Жубаржат смотрит недоверчиво, в ее глазах вопрос: «Как такое может понравиться?» Но она, конечно, не решается спросить.

– И он не бил тебя? Я видела платок, столько было крови!

– Нет, и не собирается, если повода не дам. Как ты сама, Жубаржат? Уже не болеешь?

Она бросает испуганный взгляд на ворота, приближает ко мне лицо и шепчет:

– Абдулжамал заставил меня пойти. Я вчера не могла встать с кровати, ноги совсем не держали. Тогда он…

– Что? – страх сжимает мне горло. – Что он сделал?

– Схватил за волосы, швырнул на пол, а потом бил ногами, везде бил, кроме лица… – Жубаржат сдавленно плачет, дрожащими пальцами оттягивает край платка, и я с ужасом вижу на ее шее и груди припухлые багровые кровоподтеки. – По животу бил, из меня теперь столько крови течет… Тетя пыталась вмешаться, но ей дядя Ихлас не позволил, прогнал из комнаты, а сам запер дверь с той стороны, чтобы я не смогла убежать. Да я и не могла, сил не было подняться, просто лежала на полу и ждала, когда это закончится. Алибулатик так плакал в кроватке, так плакал… А когда Абдулжамал устал бить, я уж почти не дышала, и отовсюду шла кровь. Он сказал, что если завтра я не встану и не пойду на свадьбу, он меня убьет. И вот сегодня я встала, оделась и пошла. Поэтому жива, слава Аллаху.

– Жубаржат! – доносится с улицы грозный голос.

Мачеха вздрагивает всем телом и пропадает за воротами. Я даже ничего не успеваю сказать или поцеловать ее на прощание. Медленно возвращаюсь к столу. Джамалутдин-ата спрашивает, где я была. Отвечаю, что провожала отца, и передаю слова Абдулжамала. Муж удовлетворенно кивает, проводы родителей – уважительная причина. Муж спрашивает, что мне положить на тарелку, но я не могу больше есть. Перед глазами стоит тело Жубаржат, скрюченное на полу, покорно принимающее удары. За что отец с ней так? Ведь она хорошая, послушная жена, рожает детей, не перечит ни в чем… Неужели и меня скоро ждет та же участь? Неужели мало быть покорной, и моя жизнь будет зависеть лишь от настроения мужчины, во власть которому я отдана?..

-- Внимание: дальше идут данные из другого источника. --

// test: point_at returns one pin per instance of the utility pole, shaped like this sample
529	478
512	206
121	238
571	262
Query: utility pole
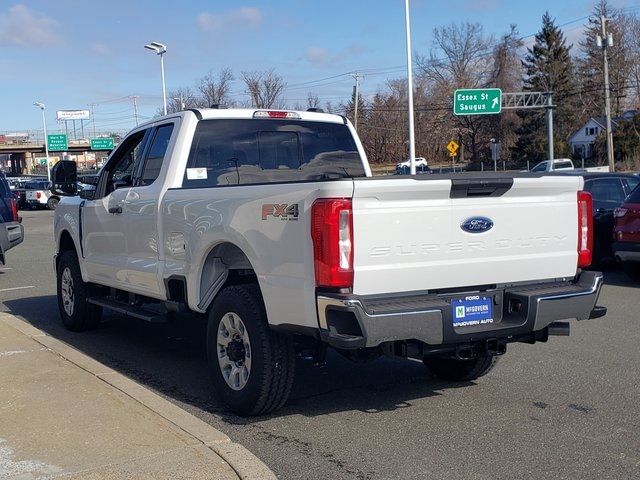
93	118
135	107
412	141
356	94
550	153
605	41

Проходит час за часом, а гости все едят и пьют. Молодежь танцует. Откуда только берут силы? Многие из них придут и завтра. Поистине, свадьба – серьезное испытание, не только для жениха с невестой, но и для гостей. Мои двоюродные сестры, Зарема и Зарифа, в кругу танцующих. Парни приглашают их чаще, чем других девушек. Конечно, ведь они городские, и одеты нарядно.

Старшей, Зареме, уже двадцать два. Почти старуха, еще немного, и ее никто не засватает. Поэтому она так призывно смотрит на парней, поэтому делает танцевальные движения на грани приличия. Стеклянные бусы, нанизанные на шею в три ряда, громко звенят, широкий подол юбки разлетается в стороны, словно крылья заморской птицы. Сестра делает вид, будто внимание парней ей совсем неинтересно, будто она танцует только для себя и других девушек.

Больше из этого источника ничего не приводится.